Now a nearly trillion-dollar defense budget isn’t unaffordable in a strict sense; it’s just unaffordable in a sane sense.
Defense spending — which accounts for nearly half of federal discretionary spending — has to be tamed, along with entitlement accounts. We just don’t have the money, people.
What has this largess given us?
The F-35’s engine can’t do the job
Navy has a fleet of foul -ups
Latest Air Force wonder weapon isn’t
And now the latest:
The U.S. Air Force can’t use its F-22 Block 20 jets in conflict—because it would require too much effort and cost too much to get the aircraft ready for battle, a top service official said.
“They will never be a part of the combat force. They don’t have the most modern communications. They don’t shoot the most modern weapons. They don’t have the most modern electronic warfare capabilities,” said Lt. Gen. Richard Moore, deputy chief of staff for plans and programs for the Air Force.
The Air Force is asking to shed 32 Block 20 F-22s in its 2024 budget—a divestment that was blocked by Congress last year.
The service plans to use the money it will save—roughly $485 million a year and $2.5 billion across the next five years—to fund its Next Generation Air Dominance program, Moore said, its new, secretive fighter jet.
Ah a new weapon platform. Well we know that is where the profitability is for the Defense-Industrial Complex.
If the defense corporations finances were run like the US defense budget those responsible would have been canned a long time ago.
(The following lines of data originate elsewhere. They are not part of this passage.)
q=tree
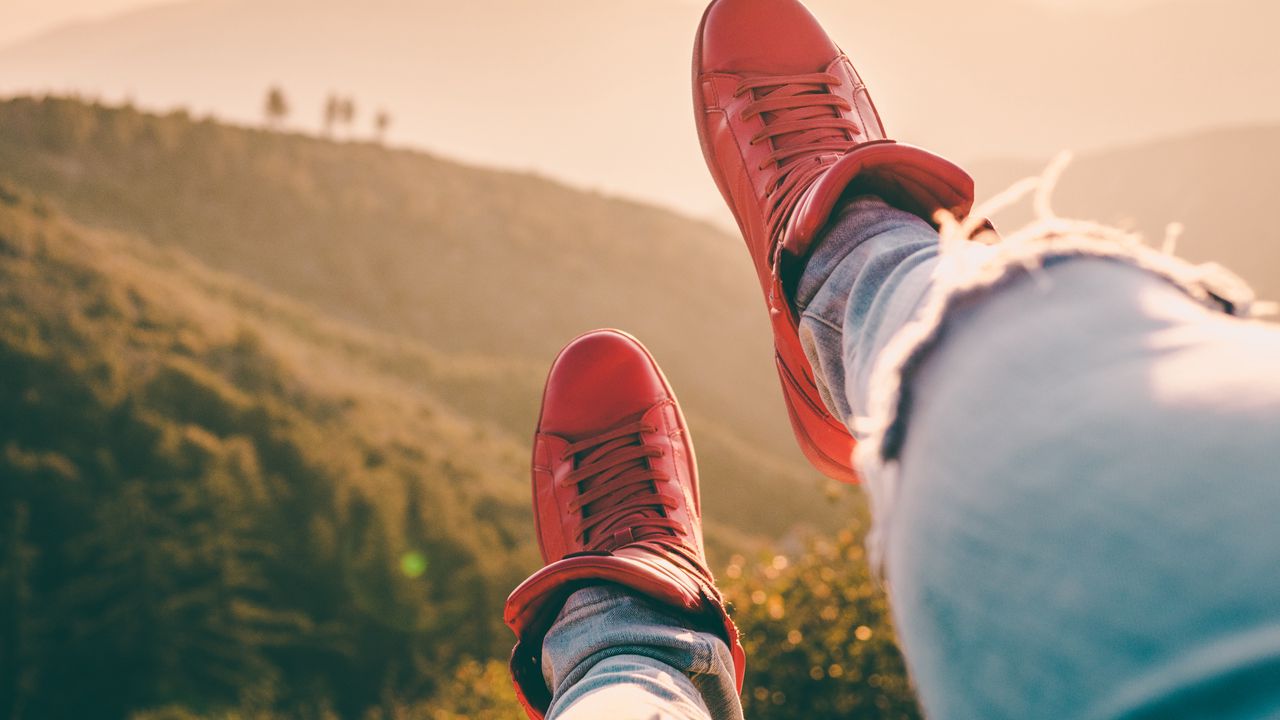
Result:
[265,86,289,129]
[374,110,392,142]
[342,97,356,135]
[324,94,343,137]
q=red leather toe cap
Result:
[538,331,671,442]
[700,0,840,74]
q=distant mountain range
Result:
[0,0,1280,220]
[0,100,860,548]
[972,126,1280,301]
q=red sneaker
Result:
[694,0,973,482]
[504,331,746,720]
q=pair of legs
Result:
[543,197,1280,720]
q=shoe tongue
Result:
[580,440,673,547]
[756,85,845,150]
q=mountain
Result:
[972,126,1280,300]
[0,99,840,537]
[0,182,538,719]
[0,99,880,720]
[0,0,1280,220]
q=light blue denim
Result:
[543,584,742,720]
[535,197,1280,720]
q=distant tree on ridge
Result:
[374,110,392,143]
[265,86,289,129]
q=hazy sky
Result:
[0,0,1172,46]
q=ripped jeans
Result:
[544,197,1280,720]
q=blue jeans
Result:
[544,197,1280,720]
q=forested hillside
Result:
[0,100,915,720]
[0,99,840,537]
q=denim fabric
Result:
[543,584,742,720]
[796,193,1280,720]
[544,197,1280,720]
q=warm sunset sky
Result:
[0,0,1172,46]
[0,0,1264,223]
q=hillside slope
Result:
[0,99,840,536]
[0,184,538,717]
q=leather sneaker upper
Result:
[694,0,973,482]
[504,331,745,719]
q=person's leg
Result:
[543,585,742,720]
[796,199,1280,720]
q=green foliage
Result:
[0,188,531,719]
[0,97,842,537]
[722,512,919,720]
[0,99,914,720]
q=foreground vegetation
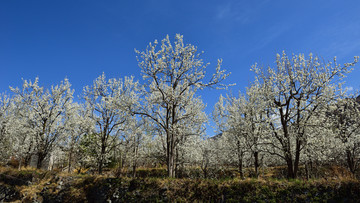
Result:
[0,167,360,202]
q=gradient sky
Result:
[0,0,360,134]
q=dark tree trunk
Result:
[254,152,260,178]
[36,152,46,169]
[346,150,355,175]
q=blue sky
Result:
[0,0,360,134]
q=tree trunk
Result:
[254,151,260,178]
[68,150,72,173]
[36,152,46,169]
[346,150,355,175]
[237,141,244,178]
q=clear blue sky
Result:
[0,0,360,134]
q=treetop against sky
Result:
[0,0,360,136]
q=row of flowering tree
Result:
[0,35,360,178]
[214,52,360,178]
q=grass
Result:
[0,167,360,202]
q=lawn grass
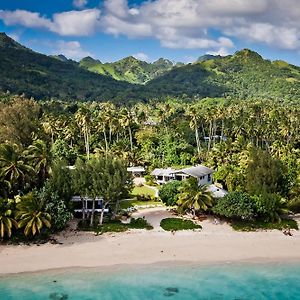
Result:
[160,218,202,231]
[78,218,153,234]
[230,219,299,231]
[132,185,155,197]
[120,199,162,209]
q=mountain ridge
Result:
[0,34,300,104]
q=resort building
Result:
[151,165,228,198]
[71,196,109,214]
[151,165,214,185]
[127,167,145,177]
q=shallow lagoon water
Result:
[0,262,300,300]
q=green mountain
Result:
[147,49,300,100]
[79,56,174,84]
[0,33,300,103]
[0,33,132,101]
[197,54,223,62]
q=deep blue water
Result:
[0,262,300,300]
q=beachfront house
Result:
[151,165,228,198]
[127,167,145,177]
[151,165,214,185]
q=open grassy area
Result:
[120,199,163,209]
[231,219,299,231]
[160,218,202,231]
[132,185,155,197]
[78,218,153,234]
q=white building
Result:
[151,165,214,185]
[151,165,228,198]
[127,166,145,177]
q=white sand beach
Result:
[0,208,300,274]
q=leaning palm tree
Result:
[24,140,51,182]
[177,177,213,216]
[16,193,51,236]
[0,199,18,239]
[0,144,34,192]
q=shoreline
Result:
[0,258,300,280]
[0,220,300,277]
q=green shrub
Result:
[160,218,202,231]
[129,218,153,230]
[77,218,153,234]
[252,193,289,222]
[231,219,298,231]
[145,175,155,185]
[287,199,300,213]
[212,192,256,220]
[159,180,182,206]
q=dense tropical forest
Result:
[0,93,300,238]
[0,33,300,104]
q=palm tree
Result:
[120,108,136,151]
[42,115,58,145]
[0,144,34,192]
[186,106,201,154]
[16,193,51,236]
[0,199,18,239]
[75,107,92,159]
[177,177,213,216]
[24,140,51,182]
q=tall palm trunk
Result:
[195,126,201,154]
[90,198,96,227]
[128,126,133,151]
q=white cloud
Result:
[73,0,88,8]
[51,9,100,36]
[206,47,230,56]
[0,0,300,53]
[0,8,101,36]
[132,52,149,61]
[0,9,51,28]
[52,40,92,60]
[7,32,20,42]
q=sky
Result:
[0,0,300,65]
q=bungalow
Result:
[71,196,109,214]
[127,167,145,177]
[151,165,214,185]
[151,168,176,184]
[151,165,228,198]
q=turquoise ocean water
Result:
[0,262,300,300]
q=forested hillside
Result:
[147,49,300,100]
[79,56,174,84]
[0,34,131,102]
[0,34,300,104]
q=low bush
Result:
[160,218,202,231]
[145,175,156,185]
[77,218,153,234]
[287,199,300,213]
[159,180,182,206]
[231,219,298,231]
[212,192,256,220]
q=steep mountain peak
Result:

As offered here before, the Shiny defense industry seems to have decided that the most profit is in milking the “development” phase, rather than actually building anything.
For all the money spend developing the F-22, they actually built less than 200 of them. The planes we see in combat are the 15, 16, and 18, which all date from the 70s. Seems the only thing the 22 shoots at is balloons.
Interesting proposal in the Raytheon proxy statement this year. When you or I make a mistake, we get a lecture on “personal responsibility”. Seems that, when a “JC” makes a decision for the corporation, based on his own financial interest, not that of the company or shareholders, he is entitled.
Bacevich reiterates Eisenhower’s words here:
“Every gun that is made,” he said, “every warship launched, every rocket fired signifies, in the final sense, a theft from those who hunger and are not fed, those who are cold and are not clothed.”
Expenditures justified as essential to preserving the American way of life subverted what they purported to uphold. “This is not a way of life at all, in any true sense,” Ike insisted. “Under the cloud of threatening war, it is humanity hanging from a cross of iron.”
Ike took aim at the “disastrous rise of misplaced power” stemming from the “conjunction of an immense military establishment and a large arms industry.” Abetted by a pliant Congress, military and corporate leaders collaborated to advance their shared interests with the well-being of the American people consigned to the status of afterthought. The resulting corruption, hidden in plain sight, perverted national priorities and suborned democratic processes.
Today Eisenhower would be accuse of being “weak on defense”!